The technical solutions in the embodiments of the present invention will be clearly and completely described below with reference to the drawings in the embodiments of the present invention, and it is obvious that the described embodiments are only a part of the embodiments of the present invention, and not all of the embodiments. All other embodiments, which can be derived by a person skilled in the art from the embodiments given herein without making any creative effort, shall fall within the protection scope of the present invention.

As shown in fig. 1-3, the present invention provides a method for removing rain from a single image based on multi-scale fusion generation of an anti-rain network, which includes the following steps, and the overall flow chart is shown in fig. 1:

step S1: an image data set is constructed.

The raw data set consisted of a total of 1119 pairs of rain and clear rain-free images, including a training set (860 pairs) and a test set (259 pairs).
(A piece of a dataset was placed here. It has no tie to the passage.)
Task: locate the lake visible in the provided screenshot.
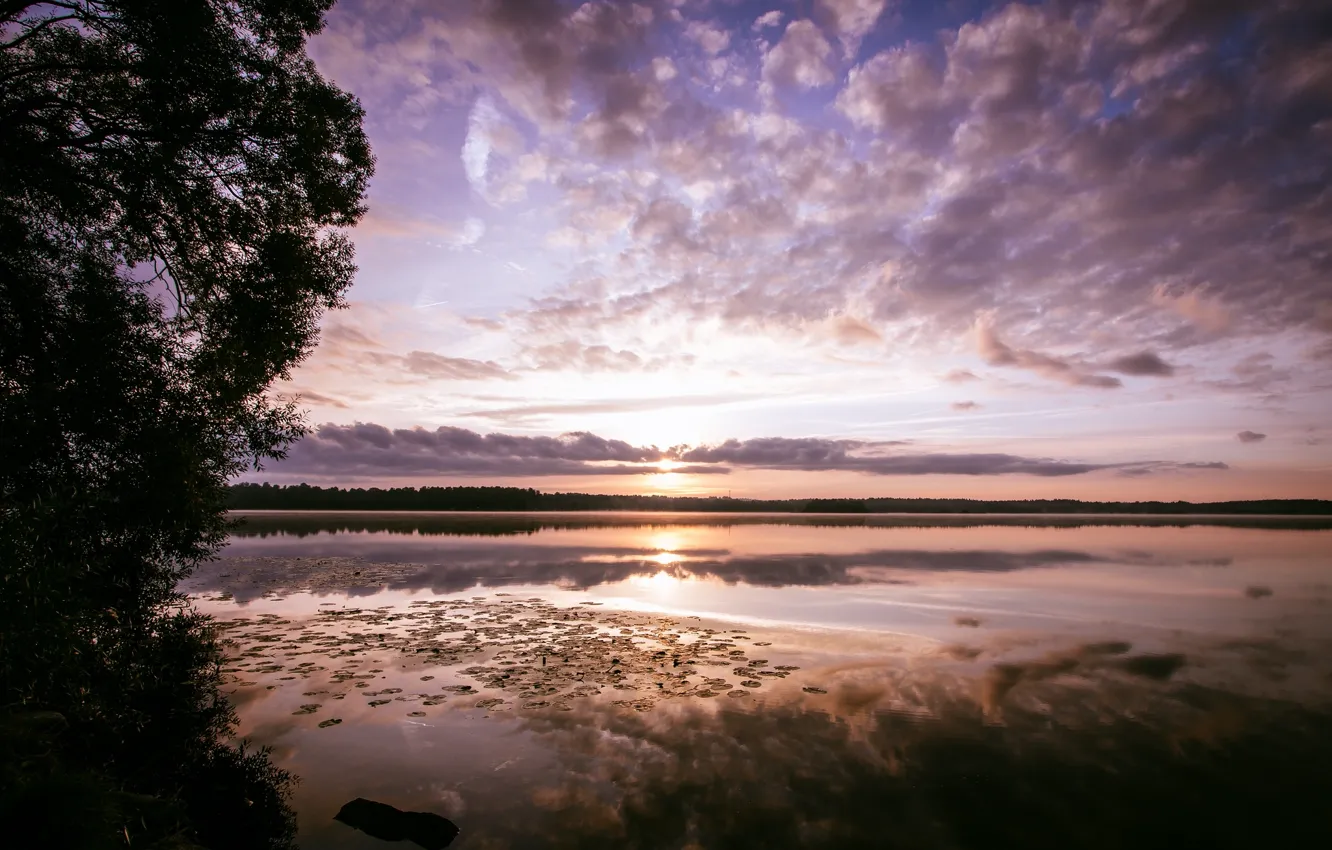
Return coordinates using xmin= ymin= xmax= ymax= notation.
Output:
xmin=185 ymin=512 xmax=1332 ymax=850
In order to solve the problem of few data set samples, data enhancement is carried out on the data set: the method comprises the following steps of 1: 1.5, the contrast of the image is enhanced, and the brightness of the image is improved; and secondly, image inversion, namely performing 180-degree image inversion on the rain image and the clear image of the original data set to enrich the data set, so that the generalization capability and the robustness of the model during training are improved.

Step S2: and (3) detecting the saliency of the image, namely accurately detecting a raindrop region and an edge region thereof in the image to obtain a saliency map.
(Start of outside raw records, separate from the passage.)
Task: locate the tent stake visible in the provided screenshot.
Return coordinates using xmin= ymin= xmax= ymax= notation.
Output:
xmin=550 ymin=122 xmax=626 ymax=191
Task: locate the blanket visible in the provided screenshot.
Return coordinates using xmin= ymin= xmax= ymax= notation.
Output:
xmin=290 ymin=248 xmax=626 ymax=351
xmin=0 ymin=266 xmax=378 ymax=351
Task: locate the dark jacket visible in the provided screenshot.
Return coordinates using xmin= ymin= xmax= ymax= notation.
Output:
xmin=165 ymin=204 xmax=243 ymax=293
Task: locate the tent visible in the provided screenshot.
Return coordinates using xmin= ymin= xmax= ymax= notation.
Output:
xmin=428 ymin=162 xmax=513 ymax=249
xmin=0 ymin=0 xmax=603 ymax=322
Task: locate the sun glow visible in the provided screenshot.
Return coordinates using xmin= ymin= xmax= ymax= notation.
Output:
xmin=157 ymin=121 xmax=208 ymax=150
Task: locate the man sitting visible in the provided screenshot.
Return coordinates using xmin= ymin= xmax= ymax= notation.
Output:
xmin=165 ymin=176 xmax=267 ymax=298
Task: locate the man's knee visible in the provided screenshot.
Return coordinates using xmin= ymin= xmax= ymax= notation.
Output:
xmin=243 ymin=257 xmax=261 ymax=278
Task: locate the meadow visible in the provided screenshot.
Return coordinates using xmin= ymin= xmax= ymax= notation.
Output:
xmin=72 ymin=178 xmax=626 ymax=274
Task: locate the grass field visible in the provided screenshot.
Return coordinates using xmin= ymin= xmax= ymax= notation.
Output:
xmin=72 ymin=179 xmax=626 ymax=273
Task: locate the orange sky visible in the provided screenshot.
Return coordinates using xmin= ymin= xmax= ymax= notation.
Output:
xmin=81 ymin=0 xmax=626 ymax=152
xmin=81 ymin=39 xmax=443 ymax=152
Step S2.1: the super-pixel segmentation adopts an SLIC algorithm, and the computational complexity of the subsequent processing of the picture is reduced on the basis of keeping the integrity of the target characteristics.
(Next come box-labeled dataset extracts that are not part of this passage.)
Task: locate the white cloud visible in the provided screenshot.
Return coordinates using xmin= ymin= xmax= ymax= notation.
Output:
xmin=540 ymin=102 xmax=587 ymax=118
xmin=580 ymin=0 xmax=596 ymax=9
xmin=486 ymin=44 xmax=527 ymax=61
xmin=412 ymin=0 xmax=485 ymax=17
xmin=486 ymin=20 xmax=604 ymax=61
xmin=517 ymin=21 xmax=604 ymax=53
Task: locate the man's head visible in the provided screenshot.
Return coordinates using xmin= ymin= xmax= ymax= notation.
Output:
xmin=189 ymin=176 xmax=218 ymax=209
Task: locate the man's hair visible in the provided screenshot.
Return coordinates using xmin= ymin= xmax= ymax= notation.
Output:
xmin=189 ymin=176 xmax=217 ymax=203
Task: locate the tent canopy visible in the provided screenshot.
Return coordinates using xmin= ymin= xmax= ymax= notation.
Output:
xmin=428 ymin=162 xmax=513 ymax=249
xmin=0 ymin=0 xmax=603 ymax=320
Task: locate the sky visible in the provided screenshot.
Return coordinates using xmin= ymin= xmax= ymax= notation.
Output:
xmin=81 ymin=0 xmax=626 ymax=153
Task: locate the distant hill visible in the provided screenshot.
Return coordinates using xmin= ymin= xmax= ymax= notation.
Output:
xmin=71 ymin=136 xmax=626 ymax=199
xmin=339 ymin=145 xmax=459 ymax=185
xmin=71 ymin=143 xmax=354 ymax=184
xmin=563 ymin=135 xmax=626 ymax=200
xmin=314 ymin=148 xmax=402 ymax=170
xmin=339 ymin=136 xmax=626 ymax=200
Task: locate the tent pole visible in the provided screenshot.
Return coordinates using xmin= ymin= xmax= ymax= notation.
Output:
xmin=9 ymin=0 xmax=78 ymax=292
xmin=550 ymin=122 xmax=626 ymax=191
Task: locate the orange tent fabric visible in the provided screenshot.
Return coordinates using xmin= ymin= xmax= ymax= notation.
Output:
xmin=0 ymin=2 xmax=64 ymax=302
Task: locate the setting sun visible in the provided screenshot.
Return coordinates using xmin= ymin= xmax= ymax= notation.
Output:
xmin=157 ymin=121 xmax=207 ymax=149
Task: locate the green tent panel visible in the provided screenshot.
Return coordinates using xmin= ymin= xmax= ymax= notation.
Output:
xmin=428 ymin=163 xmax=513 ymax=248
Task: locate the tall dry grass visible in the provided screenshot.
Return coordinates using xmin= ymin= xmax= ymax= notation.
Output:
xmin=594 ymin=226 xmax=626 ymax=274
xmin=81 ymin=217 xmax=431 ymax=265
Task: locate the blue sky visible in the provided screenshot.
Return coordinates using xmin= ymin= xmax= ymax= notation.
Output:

Step S2.2: and determining a raindrop area through the image significance, and realizing the detection of raindrop pixels by combining a raindrop model.

The raindrop model is the combination of a background image and a raindrop effect, and the model is as follows:

D＝(1-M(x))⊙C+R

where D is the input rained image, M is a binary mask, where M (x) ═ 1 in the mask indicates that pixel x is part of the raindrop region, otherwise, it is part of the background region, C is the clear image, and R is the effect of raindrops. Operator |, indicates element multiplication. For the raininess image in the training set constructed in the step 1, the raininess image D is subtracted by the corresponding clear image C to obtain a mask portion affected by raindrops, and then whether the area is a part of a raindrop area is determined through image saliency detection.

Step S2.3: and edge detection is performed by combining the raindrop image, so that the detection precision of the raindrop area is improved, and the saliency map is finally obtained.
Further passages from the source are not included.